Slow parallel for loop


#1

Hi everybody,

I have a problem when using parallelization in a for loop. The computation speed is extremely slow, even slower than without parallel. The for loop code is as follows:

  N = 20
  d_u = 0.5*rand(N)
  d_v = 0.5*rand(N)
  cost_update = SharedArray(Float64, N)

@parallel for k in eachindex(d_u)
    a = p_1     # dynamic lower bound
    b = p_2     # dynamic upper bound
    x_1 = a + (1-gr)*(b-a)
    x_2 = a + gr*(b-a)

    # run golden section search
    cost = zeros(2,1)
    while norm(b-a) > tol

      # compute cost for upper and lower bounds
      lambda_12 = [norm(x_1-p_1) / l_0;
                   norm(x_2-p_1) / l_0]
      theta_gnd = [atan2(x_1[2]-p_i[2], x_1[1]-p_i[1]);   # backward propagation
                   atan2(x_2[2]-p_i[2], x_2[1]-p_i[1])]
      x_gnd = [x_1[1]; x_2[1]] - vertex_min[1] + 1
      y_gnd = [x_1[2]; x_2[2]] - vertex_min[2] + 1
      cost  = [norm(x_1-p_i); norm(x_2-p_i)] .*
              cost_profile_wind(x_wf,  y_wf,  u_wf,  v_wf, d_u[k], d_v[k],
                                x_gnd, y_gnd, V_gnd, theta_gnd) +
              lambda_12.*u_2 + (1-lambda_12).*u_1

     # update upper or lower bounds as necessary
     if cost[1] < cost[2]
       b = x_2
       x_2 = x_1
       x_1 = a + (1-gr)*(b-a)
     else
       a = x_1
       x_1 = x_2
       x_2 = a + gr*(b-a)
     end

    end

    # update cost to return
    cost_update[k] = mean(cost)

  end

The variables x_wf, y_wf, u_wf, v_wf defines a vector field of wind. Inside the for loop, there is a while loop, as well as a function called cost_profile_wind() computing a cost due to wind.

Can anybody help me to get it run faster? If more code is needed, I can always provide.

Thanks!


#2

The manual (under “Parallel Computing”) says

Any variables used inside the parallel loop will be copied and broadcast to each process.
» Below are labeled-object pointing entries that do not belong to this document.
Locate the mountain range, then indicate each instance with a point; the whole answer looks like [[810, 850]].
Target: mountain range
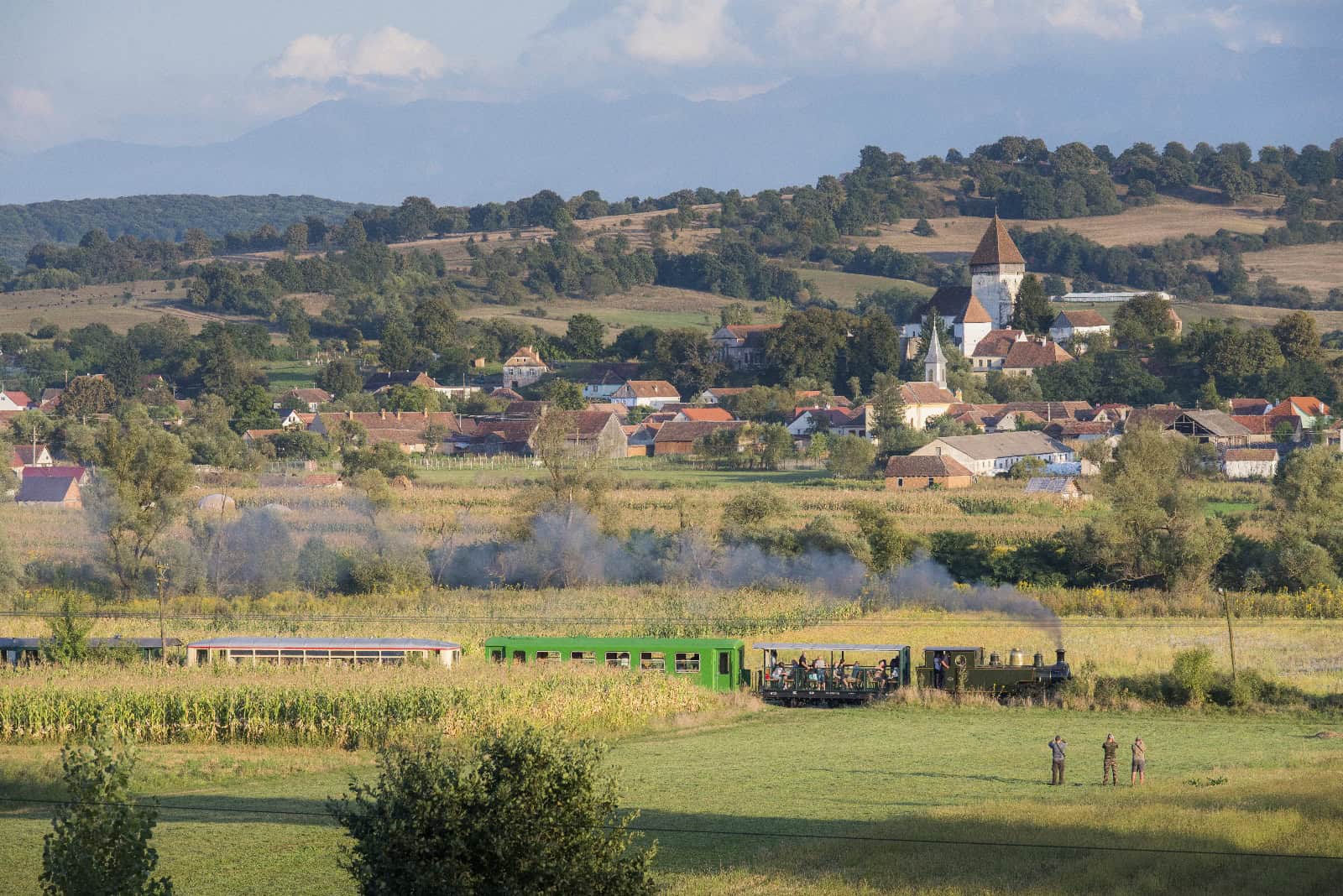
[[472, 152]]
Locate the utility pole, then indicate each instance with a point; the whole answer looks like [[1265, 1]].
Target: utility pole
[[161, 584], [1231, 636]]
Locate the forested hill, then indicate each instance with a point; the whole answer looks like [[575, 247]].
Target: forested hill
[[159, 217]]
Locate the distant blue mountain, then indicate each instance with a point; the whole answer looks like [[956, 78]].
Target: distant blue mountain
[[473, 152]]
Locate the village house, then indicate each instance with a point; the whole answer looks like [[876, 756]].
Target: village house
[[57, 471], [1249, 463], [50, 491], [682, 438], [380, 383], [523, 367], [991, 455], [924, 401], [1266, 431], [702, 414], [716, 394], [309, 398], [1029, 356], [1060, 487], [1072, 325], [743, 345], [646, 393], [991, 352], [836, 421], [1309, 409], [13, 400], [927, 471]]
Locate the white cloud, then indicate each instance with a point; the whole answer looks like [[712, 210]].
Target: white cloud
[[389, 53], [685, 33], [29, 118]]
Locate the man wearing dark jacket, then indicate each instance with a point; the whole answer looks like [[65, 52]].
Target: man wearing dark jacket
[[1058, 746]]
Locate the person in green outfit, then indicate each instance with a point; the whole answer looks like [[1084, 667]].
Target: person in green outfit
[[1110, 772]]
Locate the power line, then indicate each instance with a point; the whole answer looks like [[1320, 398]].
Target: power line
[[664, 620], [729, 832]]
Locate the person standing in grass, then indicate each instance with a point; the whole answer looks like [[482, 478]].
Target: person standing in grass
[[1110, 772], [1058, 746]]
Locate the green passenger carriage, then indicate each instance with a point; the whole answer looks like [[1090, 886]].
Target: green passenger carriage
[[715, 663]]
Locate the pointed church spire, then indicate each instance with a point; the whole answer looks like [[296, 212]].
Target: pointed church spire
[[935, 362], [997, 247]]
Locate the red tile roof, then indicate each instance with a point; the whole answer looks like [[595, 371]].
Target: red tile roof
[[997, 247], [917, 466]]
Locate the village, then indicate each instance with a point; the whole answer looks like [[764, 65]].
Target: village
[[1052, 445]]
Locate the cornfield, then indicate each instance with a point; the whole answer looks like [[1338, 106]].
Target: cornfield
[[329, 706]]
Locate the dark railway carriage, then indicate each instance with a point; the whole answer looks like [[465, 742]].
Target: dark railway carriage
[[845, 679], [948, 669], [715, 663]]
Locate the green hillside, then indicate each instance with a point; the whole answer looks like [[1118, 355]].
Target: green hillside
[[160, 217]]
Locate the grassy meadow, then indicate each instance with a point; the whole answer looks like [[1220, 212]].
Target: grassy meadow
[[776, 785]]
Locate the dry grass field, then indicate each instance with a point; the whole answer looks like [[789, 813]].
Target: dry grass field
[[1147, 224], [149, 300], [658, 306], [1319, 268]]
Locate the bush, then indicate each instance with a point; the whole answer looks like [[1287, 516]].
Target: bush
[[752, 508], [517, 812], [1193, 674]]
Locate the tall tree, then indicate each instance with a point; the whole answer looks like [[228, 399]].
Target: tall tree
[[100, 840], [1032, 313], [140, 491]]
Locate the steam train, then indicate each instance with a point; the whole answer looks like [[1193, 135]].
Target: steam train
[[789, 674]]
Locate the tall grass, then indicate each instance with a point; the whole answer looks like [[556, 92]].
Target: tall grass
[[329, 706]]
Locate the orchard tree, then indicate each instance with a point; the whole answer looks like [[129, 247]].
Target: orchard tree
[[517, 812], [584, 336], [100, 839], [138, 492]]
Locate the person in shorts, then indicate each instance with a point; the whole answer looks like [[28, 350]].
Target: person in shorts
[[1139, 770]]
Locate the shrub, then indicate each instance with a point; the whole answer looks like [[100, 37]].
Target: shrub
[[1193, 674], [754, 506], [517, 812]]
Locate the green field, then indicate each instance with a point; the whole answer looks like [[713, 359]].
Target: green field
[[776, 786], [845, 287]]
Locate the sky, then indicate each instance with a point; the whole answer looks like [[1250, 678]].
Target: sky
[[185, 73]]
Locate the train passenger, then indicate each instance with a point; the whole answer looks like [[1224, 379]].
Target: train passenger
[[1110, 772], [1058, 748]]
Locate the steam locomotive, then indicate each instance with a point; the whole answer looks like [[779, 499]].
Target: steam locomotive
[[951, 669]]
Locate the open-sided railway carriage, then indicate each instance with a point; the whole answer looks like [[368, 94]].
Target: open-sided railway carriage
[[948, 669], [850, 672]]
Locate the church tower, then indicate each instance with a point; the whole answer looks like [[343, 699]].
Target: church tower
[[995, 273], [935, 364]]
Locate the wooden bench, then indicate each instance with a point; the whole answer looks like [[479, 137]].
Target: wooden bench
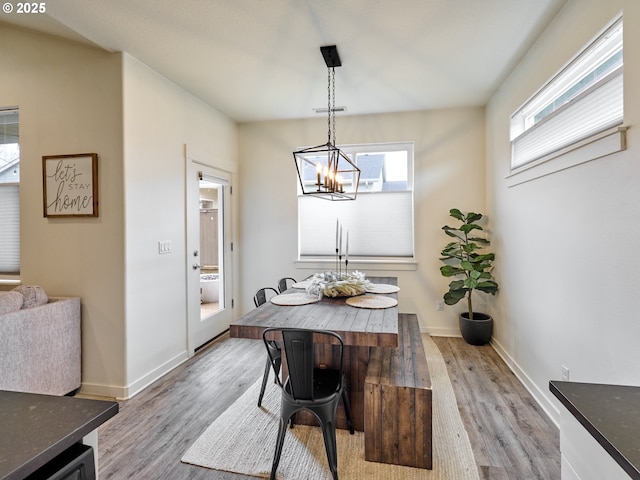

This would seem to apply to the (presumably large) x_wf etc. Putting them in shared arrays may help, especially if your worker processes share memory.
Could someone tell us (or better yet, point to a practical way of determining) how often the copy/broadcast operation occurs? It may be once per while iteration - after all, the compiler doesn’t know if they are modified by the cost_profile_wind function.